The Grattan Institute on Friday (9 February) argued that increasing the 9.5 per cent superannuation guarantee would lead to lower wages and poorer living standards for low-income workers who are predominantly women.
However, the Association of Superannuation Funds of Australia (ASFA)and the Australian Institute of Superannuation Trustees (AIST) weren’t having it, with both registering their rejection of the report within hours.
“This is simply Grattan having another go at super, urging abandonment of legislated increases in the superannuation guarantee (SG) and ignoring the reality that lifting SG and in fact, doing it faster, is the real solution to improving women’s retirements,” said the CEO at ASFA, Dr Martin Fahy.
“This paper adopts a set-and-forget view of class and income inequality. Proposals to fix the budget by substantially cutting back on super entitlements and then giving a relatively few older, low income, retired women in rental accommodation less than $10 a week, are insulting and demeaning.”
Arguing that the paper had a fatalistic view of women’s future earnings potential, he said the super system should be focused on lifting women’s long-term prospects through more money in super.

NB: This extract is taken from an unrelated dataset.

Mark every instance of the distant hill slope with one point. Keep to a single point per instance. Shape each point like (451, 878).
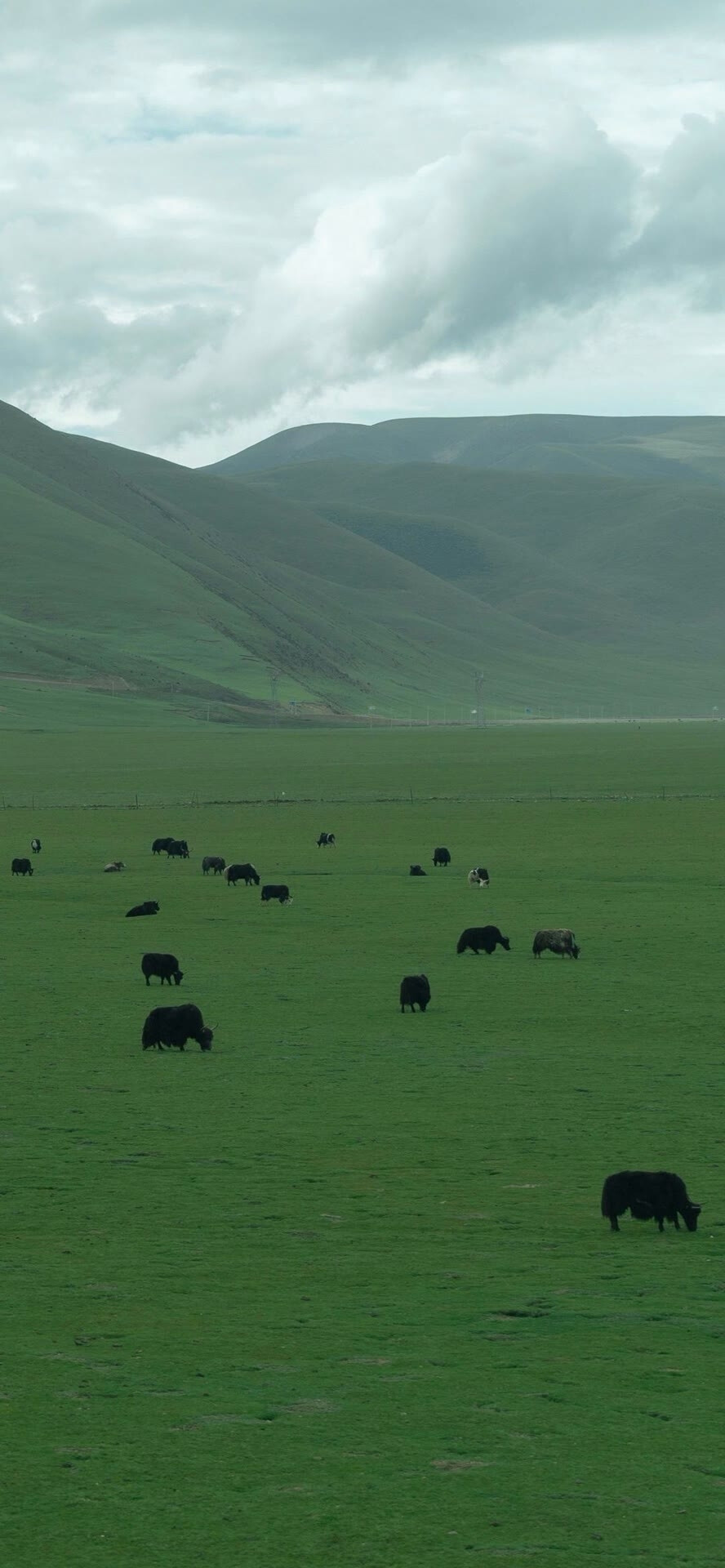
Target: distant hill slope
(687, 451)
(356, 587)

Conceding that Grattan’s proposed rental assistance plan would cost around $140 million a year and as such would be affordable within the overall budget context, Dr Fahy nevertheless argued that the assistance alone is not enough to build comfortable retirements.

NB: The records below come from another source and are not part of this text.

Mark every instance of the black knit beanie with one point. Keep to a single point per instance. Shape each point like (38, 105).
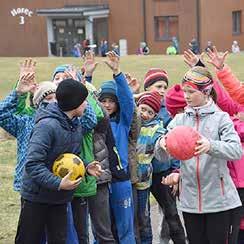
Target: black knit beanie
(70, 94)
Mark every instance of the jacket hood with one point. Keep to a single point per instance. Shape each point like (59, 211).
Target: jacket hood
(53, 111)
(151, 122)
(209, 108)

“The paper misses the reality of retirement living costs in Australia and the aspirations of the community to live comfortably, not just survive, in retirement,” he said.
AIST added that all Australians would enjoy the rewards that would come with boosting the superannuation guarantee from 9.5 per cent to 12 per cent.
AIST CEO Eva Scheerlinck said that if the super guarantee remained at 9.5 per cent, most Australians would be denied an adequate income in retirement. It would also mean a higher age pension cost.
“A 12 per cent SG rate not only addresses the challenges of Australians living longer in retirement, it also ensures that future generations of taxpayers – the young people of today – are able to support a rapidly ageing population,” Ms Scheerlinck said.
Further, she said that while the move to a higher compulsory superannuation guarantee has been delayed, employers haven’t taken the opportunity to boost wages in the interim. ASFA’s Dr Fahy echoed the sentiment, arguing that there is little chance that foregone increases to the SG amount would actually lead to higher wages.
Ms Scheerlinck acknowledged that wealth inequality in retirement to the extent of poverty was a problem, but contended that leaving the superannuation guarantee untouched was not a solution.
She concluded: “Women who have been low income earners throughout their working life and don’t own a home should not have to choose between housing security and an adequate income in retirement.”